That’s the assertion made by James Heckman and Paul LaFontaine in a new working paper called “The American High School Graduation Rate: Trends and Levels.”
Here is their abstract:
This paper uses multiple data sources and a unified methodology to estimate the trends and levels of the U.S. high school graduation rate. Correcting for important biases that plague previous calculations, we establish that (a) the true high school graduation rate is substantially lower than the official rate issued by the National Center for Educational Statistics; (b) it has been declining over the past 40 years; (c) majority/minority graduation rate differentials are substantial and have not converged over the past 35 years; (d) the decline in high school graduation rates occurs among native populations and is not solely a consequence of increasing proportions of immigrants and minorities in American society; (e) the decline in high school graduation explains part of the recent slowdown in college attendance; and (f) the pattern of the decline of high school graduation rates by gender helps to explain the recent increase in male-female college attendance gaps.
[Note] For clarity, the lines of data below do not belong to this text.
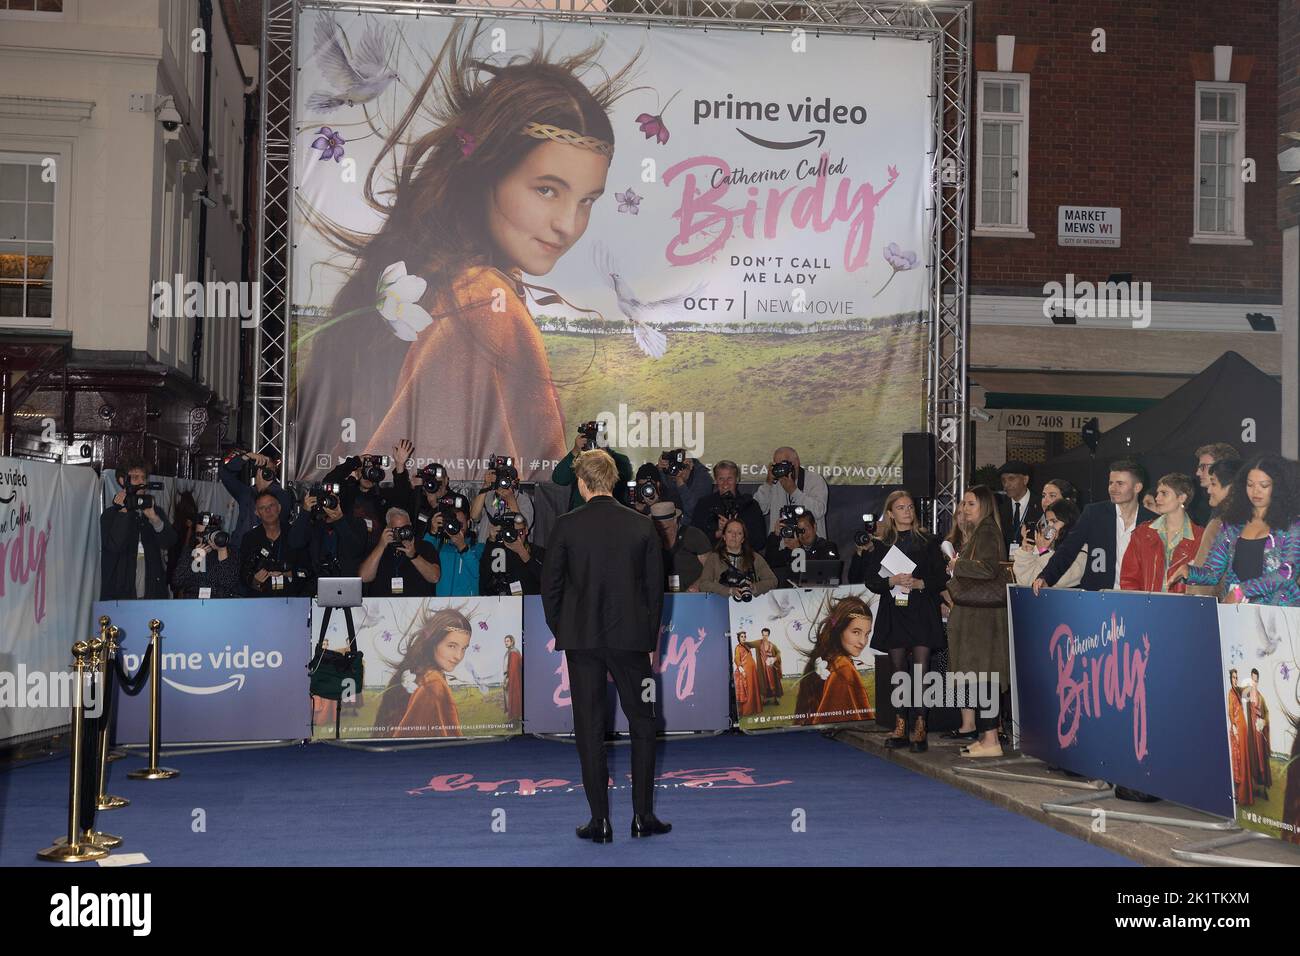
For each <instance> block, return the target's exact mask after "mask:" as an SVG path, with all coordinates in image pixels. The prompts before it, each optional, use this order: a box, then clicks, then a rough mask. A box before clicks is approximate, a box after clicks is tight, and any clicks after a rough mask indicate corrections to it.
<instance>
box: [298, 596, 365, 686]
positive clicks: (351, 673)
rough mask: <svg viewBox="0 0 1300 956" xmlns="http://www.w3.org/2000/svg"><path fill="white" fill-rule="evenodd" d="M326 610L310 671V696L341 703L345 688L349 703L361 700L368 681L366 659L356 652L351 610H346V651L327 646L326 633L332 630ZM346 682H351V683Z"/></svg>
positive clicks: (355, 641) (313, 657)
mask: <svg viewBox="0 0 1300 956" xmlns="http://www.w3.org/2000/svg"><path fill="white" fill-rule="evenodd" d="M330 610H333V609H331V607H326V609H325V618H324V620H322V622H321V633H320V637H318V639H317V640H316V652H315V653H313V654H312V659H311V663H308V665H307V672H308V675H309V678H311V695H312V696H313V697H321V698H324V700H333V701H342V700H343V693H344V688H346V689H348V691H350V692H351V693H350V702H351V701H354V700H355V701H360V698H361V687H363V680H364V678H365V659H364V656H363V654H361V652H360V650H357V649H356V633H355V632H354V630H352V614H351V610H352V609H351V607H344V609H343V611H344V617H346V619H347V650H346V652H342V650H330V649H329V648H326V646H325V632H326V631H328V630H329V613H330ZM347 682H351V683H350V684H348V683H347Z"/></svg>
The National Center for Educational Statistics typically states that the U.S. graduation rate is 88 percent, and that the black/white gap has virtually disappeared. But Heckman and LaFontaine argue that the actual graduation rate is in fact considerably lower, and that the black/white gap hasn’t gone anywhere: “In fact,” they write, “we find no evidence of convergence in minority-majority graduation rates over the past 35 years.”
The only people I can think of for whom this paper represents good news are:
1. People who work in the G.E.D. business.
2. Whites who are eager for minorities to remain educationally diminished.
3. Immigrants who can find good work because of a lack of educated natives.
4. Anyone in the education field who wants to improve things using good, hard data rather than suppositions, opinions, and prayers.